Thanks for the info and the help...I think I will look at getting a starter kit and go from there. Im sure I will find some things I won't know the anwsers to, When that happens I will come back and ask. Thanks again for the help.


----------



## Al Hansen (Sep 7, 2007)

DallanC said:


> If you buy a RCBS reloading kit, it always comes with a video showing the steps to reloading. It is, quite simple. But sometimes its SO simple people goof up... not that I ever charged 40 cases with powder that didnt have primers... :?
> 
> Ask away any questions, we'll be happy to answer them.
> 
> -DallanC


 :lol: They didn't even have video when I bought mine. :lol:


----------



## Bax* (Dec 14, 2008)

Al Hansen said:


> DallanC said:
> 
> 
> > If you buy a RCBS reloading kit, it always comes with a video showing the steps to reloading. It is, quite simple. But sometimes its SO simple people goof up... not that I ever charged 40 cases with powder that didnt have primers... :?
> ...


I bought a Rock Chucker Supreme a year ago, and it didnt come with a video


----------



## jungle (May 10, 2008)

Check out the link below. It is a beginners Step-by-Step guide to reloading. Feel free to post any questions you have as there is a wealth of information among forum members:

http://www.rcbs.com/guide/default.aspx


----------



## tshuntin (Jul 13, 2008)

Thanks for the info and links guys. 

My Dad had reloaded my entire life (31+ years). I remember clear back when I was a young kid sitting with him hand polishing brass and helping him reload. He would try and show us boys what he was doing and why etc... But most of the time my interest level wasn't really high for the reloading, I just wanted to go shoot. Well, my dad reloaded up until last fall when he was able to accomplish his lifelong dream of harvesting a big mature Bull Elk, which I was very fortunate to experience with him. In January he had a serious stroke that left him without the use of the left side of his body and forced him into a nursing home. After battling health issues for a number of years, including heart failure and kidney failure (dialisys for over 3 years) etc..., he passed away on September 6th. We have so many incredible memories of hunting and being in the outdoors with him, but if I have one regret, it would be that I wish I would have spent time with him the last couple years really learning how to reload. My two brothers are allowing me to take over the reloading stuff and I look forward to learning how to do it for all of us, like my dad has always done.


----------



## NHS (Sep 7, 2007)

Al Hansen said:


> :lol: They didn't even have video when I bought mine. :lol:


Al, when you bought yours, they didn't even have TV. :shock: :mrgreen:


----------



## BPturkeys (Sep 13, 2007)

Reloading is more than an end to a means...that is producing quality ammo for your rifle...it is a very enjoyable hobby. Your dad reloaded because he enjoyed it, and so will you. This is a little advise I can pass to you after reloading for over 40 years:

Accurate ammo is a product of CONSISTENCY! The more consistent your components are and the more consistent your methods are, the more consistent your ammo is! Once you come upon a good shooting load, "dialing it in" is usually a matter of constructing ammo that is exactly alike. Everything must be the same...exactly the same... the powder charge, the bullet weight, the case capacity, the case length, etc,etc AND employing consistent technique...seating the primers with the same pressure, seating bullets to the exact same depth, trimming cases to the same length, reaming the inside and outside of the neck the same, and on and on...that is how you produce ammo that will GROUP tight! 
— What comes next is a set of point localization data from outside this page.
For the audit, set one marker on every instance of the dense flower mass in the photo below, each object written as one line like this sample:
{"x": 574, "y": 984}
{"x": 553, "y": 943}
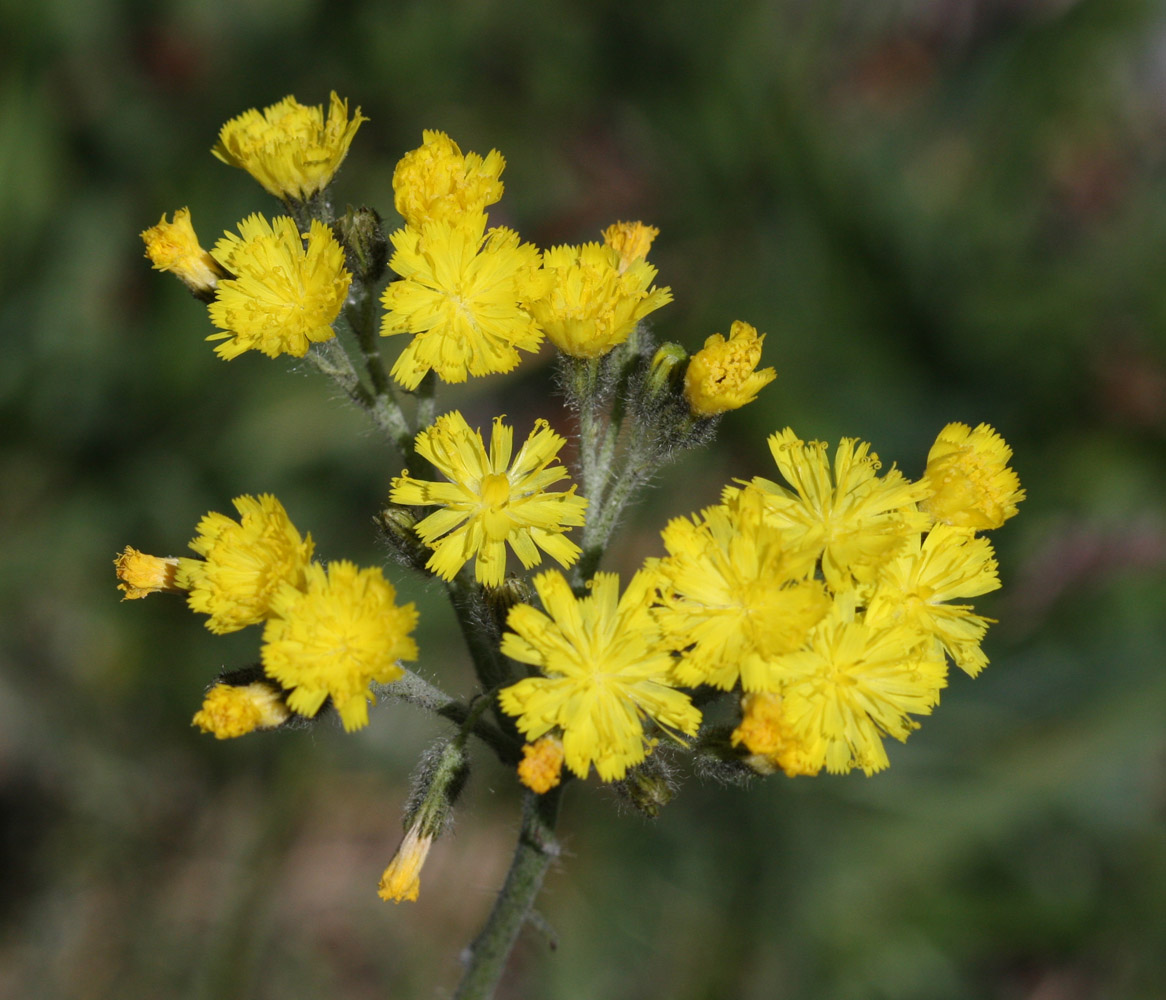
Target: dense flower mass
{"x": 462, "y": 296}
{"x": 605, "y": 674}
{"x": 436, "y": 183}
{"x": 244, "y": 563}
{"x": 795, "y": 626}
{"x": 594, "y": 300}
{"x": 332, "y": 638}
{"x": 285, "y": 294}
{"x": 491, "y": 499}
{"x": 289, "y": 148}
{"x": 737, "y": 592}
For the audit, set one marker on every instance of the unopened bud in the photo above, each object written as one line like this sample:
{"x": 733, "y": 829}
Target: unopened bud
{"x": 398, "y": 526}
{"x": 667, "y": 371}
{"x": 436, "y": 784}
{"x": 365, "y": 246}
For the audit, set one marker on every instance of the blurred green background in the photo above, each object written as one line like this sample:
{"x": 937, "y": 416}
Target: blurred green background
{"x": 936, "y": 209}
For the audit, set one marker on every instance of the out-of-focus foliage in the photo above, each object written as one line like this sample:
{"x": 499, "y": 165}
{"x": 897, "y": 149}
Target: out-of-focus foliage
{"x": 936, "y": 209}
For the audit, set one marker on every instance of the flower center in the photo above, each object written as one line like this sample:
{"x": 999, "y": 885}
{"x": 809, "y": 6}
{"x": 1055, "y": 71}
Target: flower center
{"x": 494, "y": 491}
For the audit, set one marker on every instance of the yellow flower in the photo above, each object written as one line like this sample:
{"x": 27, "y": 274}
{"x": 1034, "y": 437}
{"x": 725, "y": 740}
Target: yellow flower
{"x": 915, "y": 585}
{"x": 631, "y": 240}
{"x": 244, "y": 563}
{"x": 491, "y": 500}
{"x": 541, "y": 767}
{"x": 462, "y": 295}
{"x": 174, "y": 247}
{"x": 231, "y": 710}
{"x": 606, "y": 674}
{"x": 329, "y": 640}
{"x": 765, "y": 732}
{"x": 854, "y": 683}
{"x": 402, "y": 877}
{"x": 591, "y": 304}
{"x": 721, "y": 377}
{"x": 855, "y": 518}
{"x": 435, "y": 183}
{"x": 736, "y": 592}
{"x": 289, "y": 148}
{"x": 142, "y": 575}
{"x": 283, "y": 296}
{"x": 968, "y": 478}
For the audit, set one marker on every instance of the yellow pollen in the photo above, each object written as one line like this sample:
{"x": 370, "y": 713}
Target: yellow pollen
{"x": 494, "y": 490}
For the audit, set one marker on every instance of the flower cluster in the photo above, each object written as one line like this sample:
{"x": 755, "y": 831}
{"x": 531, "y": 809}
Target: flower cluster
{"x": 328, "y": 631}
{"x": 821, "y": 606}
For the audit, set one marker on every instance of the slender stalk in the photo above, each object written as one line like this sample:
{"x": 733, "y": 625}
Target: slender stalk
{"x": 415, "y": 690}
{"x": 536, "y": 850}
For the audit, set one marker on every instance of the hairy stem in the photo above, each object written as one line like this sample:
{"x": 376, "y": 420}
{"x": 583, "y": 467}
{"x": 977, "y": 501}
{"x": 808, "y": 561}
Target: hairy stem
{"x": 536, "y": 850}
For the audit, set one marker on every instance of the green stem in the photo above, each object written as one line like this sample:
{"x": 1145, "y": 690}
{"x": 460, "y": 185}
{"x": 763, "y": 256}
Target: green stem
{"x": 362, "y": 316}
{"x": 418, "y": 691}
{"x": 536, "y": 850}
{"x": 482, "y": 634}
{"x": 332, "y": 360}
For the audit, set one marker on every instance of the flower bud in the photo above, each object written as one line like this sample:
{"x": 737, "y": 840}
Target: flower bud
{"x": 365, "y": 246}
{"x": 437, "y": 782}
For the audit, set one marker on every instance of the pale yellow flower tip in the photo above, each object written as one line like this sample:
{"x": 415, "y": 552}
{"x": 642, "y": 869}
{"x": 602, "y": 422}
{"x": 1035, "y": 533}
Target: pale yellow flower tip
{"x": 631, "y": 240}
{"x": 402, "y": 877}
{"x": 289, "y": 148}
{"x": 722, "y": 374}
{"x": 231, "y": 711}
{"x": 435, "y": 183}
{"x": 142, "y": 575}
{"x": 590, "y": 303}
{"x": 175, "y": 248}
{"x": 541, "y": 767}
{"x": 970, "y": 483}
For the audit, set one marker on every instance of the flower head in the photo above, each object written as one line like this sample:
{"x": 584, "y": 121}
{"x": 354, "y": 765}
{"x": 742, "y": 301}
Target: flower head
{"x": 289, "y": 148}
{"x": 234, "y": 710}
{"x": 631, "y": 240}
{"x": 491, "y": 499}
{"x": 334, "y": 636}
{"x": 142, "y": 575}
{"x": 461, "y": 295}
{"x": 969, "y": 480}
{"x": 174, "y": 247}
{"x": 605, "y": 674}
{"x": 722, "y": 374}
{"x": 285, "y": 295}
{"x": 594, "y": 301}
{"x": 436, "y": 183}
{"x": 852, "y": 684}
{"x": 244, "y": 563}
{"x": 736, "y": 591}
{"x": 850, "y": 514}
{"x": 917, "y": 584}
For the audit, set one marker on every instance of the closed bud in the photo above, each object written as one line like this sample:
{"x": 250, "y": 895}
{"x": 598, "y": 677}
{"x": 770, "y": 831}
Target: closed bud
{"x": 666, "y": 373}
{"x": 365, "y": 246}
{"x": 398, "y": 523}
{"x": 428, "y": 814}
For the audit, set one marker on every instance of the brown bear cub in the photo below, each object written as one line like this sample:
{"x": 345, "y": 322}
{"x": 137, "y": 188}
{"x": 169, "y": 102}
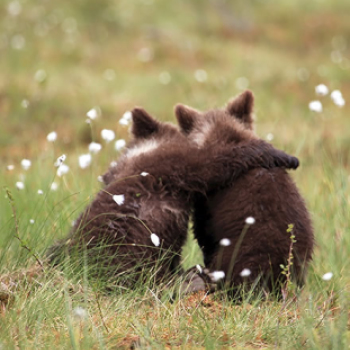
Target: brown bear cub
{"x": 249, "y": 252}
{"x": 138, "y": 222}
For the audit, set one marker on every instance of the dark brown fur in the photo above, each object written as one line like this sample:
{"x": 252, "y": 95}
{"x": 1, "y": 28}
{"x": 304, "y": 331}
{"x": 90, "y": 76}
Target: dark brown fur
{"x": 160, "y": 202}
{"x": 268, "y": 195}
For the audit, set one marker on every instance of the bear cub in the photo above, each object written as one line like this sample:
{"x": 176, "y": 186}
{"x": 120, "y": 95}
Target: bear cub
{"x": 250, "y": 252}
{"x": 137, "y": 224}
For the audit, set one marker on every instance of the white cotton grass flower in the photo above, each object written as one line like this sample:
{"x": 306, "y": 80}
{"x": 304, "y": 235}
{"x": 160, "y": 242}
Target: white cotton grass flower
{"x": 62, "y": 170}
{"x": 93, "y": 113}
{"x": 199, "y": 268}
{"x": 26, "y": 164}
{"x": 95, "y": 147}
{"x": 60, "y": 160}
{"x": 337, "y": 98}
{"x": 80, "y": 313}
{"x": 327, "y": 276}
{"x": 119, "y": 198}
{"x": 250, "y": 220}
{"x": 315, "y": 106}
{"x": 84, "y": 160}
{"x": 245, "y": 273}
{"x": 321, "y": 90}
{"x": 225, "y": 242}
{"x": 20, "y": 185}
{"x": 126, "y": 118}
{"x": 201, "y": 75}
{"x": 119, "y": 144}
{"x": 269, "y": 136}
{"x": 217, "y": 275}
{"x": 52, "y": 136}
{"x": 155, "y": 239}
{"x": 25, "y": 103}
{"x": 108, "y": 135}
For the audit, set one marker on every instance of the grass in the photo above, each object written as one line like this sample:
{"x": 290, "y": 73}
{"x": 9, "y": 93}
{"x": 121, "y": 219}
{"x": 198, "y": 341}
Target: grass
{"x": 282, "y": 51}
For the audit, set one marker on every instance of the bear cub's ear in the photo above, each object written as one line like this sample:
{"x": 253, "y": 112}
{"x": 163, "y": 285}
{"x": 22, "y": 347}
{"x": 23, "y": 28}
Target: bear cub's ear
{"x": 143, "y": 124}
{"x": 186, "y": 117}
{"x": 241, "y": 108}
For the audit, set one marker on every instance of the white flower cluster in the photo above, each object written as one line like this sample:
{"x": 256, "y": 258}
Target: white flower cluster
{"x": 322, "y": 90}
{"x": 126, "y": 118}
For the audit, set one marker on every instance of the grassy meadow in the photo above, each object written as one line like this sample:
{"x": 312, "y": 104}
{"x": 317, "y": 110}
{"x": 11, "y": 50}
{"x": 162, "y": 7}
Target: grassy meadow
{"x": 59, "y": 60}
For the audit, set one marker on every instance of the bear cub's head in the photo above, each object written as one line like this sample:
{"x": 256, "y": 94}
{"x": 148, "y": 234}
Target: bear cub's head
{"x": 231, "y": 125}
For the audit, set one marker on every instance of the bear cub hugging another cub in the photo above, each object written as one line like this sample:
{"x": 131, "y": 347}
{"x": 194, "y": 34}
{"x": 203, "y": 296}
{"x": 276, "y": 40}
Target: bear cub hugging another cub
{"x": 137, "y": 224}
{"x": 249, "y": 255}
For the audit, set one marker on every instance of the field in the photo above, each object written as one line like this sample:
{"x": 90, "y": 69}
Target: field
{"x": 60, "y": 60}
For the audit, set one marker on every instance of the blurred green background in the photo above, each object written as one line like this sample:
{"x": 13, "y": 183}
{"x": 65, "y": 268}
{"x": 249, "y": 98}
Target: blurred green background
{"x": 61, "y": 59}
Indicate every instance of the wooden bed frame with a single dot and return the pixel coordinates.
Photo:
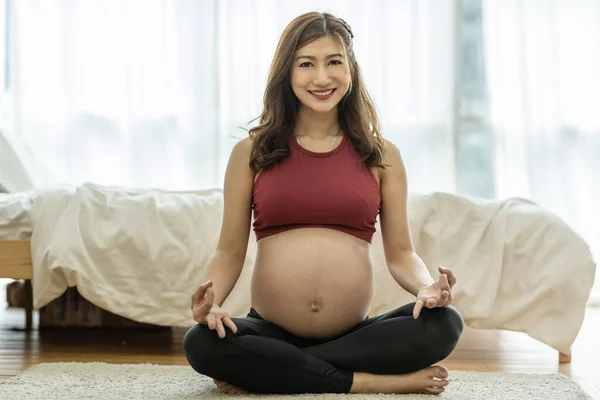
(16, 263)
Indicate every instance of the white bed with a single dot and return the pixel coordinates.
(139, 254)
(15, 208)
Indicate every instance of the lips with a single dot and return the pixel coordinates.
(322, 92)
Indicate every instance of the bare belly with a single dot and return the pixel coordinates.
(313, 282)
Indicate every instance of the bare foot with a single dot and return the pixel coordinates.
(431, 380)
(228, 388)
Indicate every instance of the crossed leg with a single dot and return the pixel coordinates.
(263, 358)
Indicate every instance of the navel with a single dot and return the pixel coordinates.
(315, 306)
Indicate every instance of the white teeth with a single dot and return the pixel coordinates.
(322, 93)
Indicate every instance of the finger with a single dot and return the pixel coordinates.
(417, 309)
(220, 328)
(230, 324)
(212, 324)
(201, 291)
(444, 299)
(444, 282)
(207, 302)
(451, 276)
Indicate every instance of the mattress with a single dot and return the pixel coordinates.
(15, 213)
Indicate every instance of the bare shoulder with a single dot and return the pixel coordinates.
(391, 154)
(243, 148)
(392, 158)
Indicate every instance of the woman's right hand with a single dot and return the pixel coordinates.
(207, 313)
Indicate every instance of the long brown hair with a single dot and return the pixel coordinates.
(357, 115)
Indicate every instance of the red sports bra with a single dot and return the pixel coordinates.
(310, 189)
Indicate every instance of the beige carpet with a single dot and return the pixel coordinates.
(49, 381)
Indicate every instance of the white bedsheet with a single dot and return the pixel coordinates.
(139, 254)
(15, 222)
My advise, just buy an outfit and start reloading... read, read read...shoot, shoot, shoot, you'll become an expert before you know it.


----------



## James (Oct 7, 2007)

I have put this offer up before and will do it again. If you want to come on over, I will spend some time with you and we will relaod some ammo. I would be happy to show you the ropes and talk to you about safety, accuracy etc. Reloading has been a great hobby for me. Still enjoying it after 50 years. I am retired now and can spare the time if you want. Where do you live?


----------



## tshuntin (Jul 13, 2008)

James said:


> I have put this offer up before and will do it again. If you want to come on over, I will spend some time with you and we will relaod some ammo. I would be happy to show you the ropes and talk to you about safety, accuracy etc. Reloading has been a great hobby for me. Still enjoying it after 50 years. I am retired now and can spare the time if you want. Where do you live?


James, if this offer is open to me, I would love to take you up on it sometime. Thanks very much. I live in Weber County. I plan to start getting all my dad's stuff from my mom's house over the next month of two and get it set up at my place. I would like to get it kind of set up and familiar with what I have then I would love to get some help. I am buying us lunch thought!!  Thanks!


----------



## James (Oct 7, 2007)

tshuntin I sent you a PM.

How do you like this snow?


----------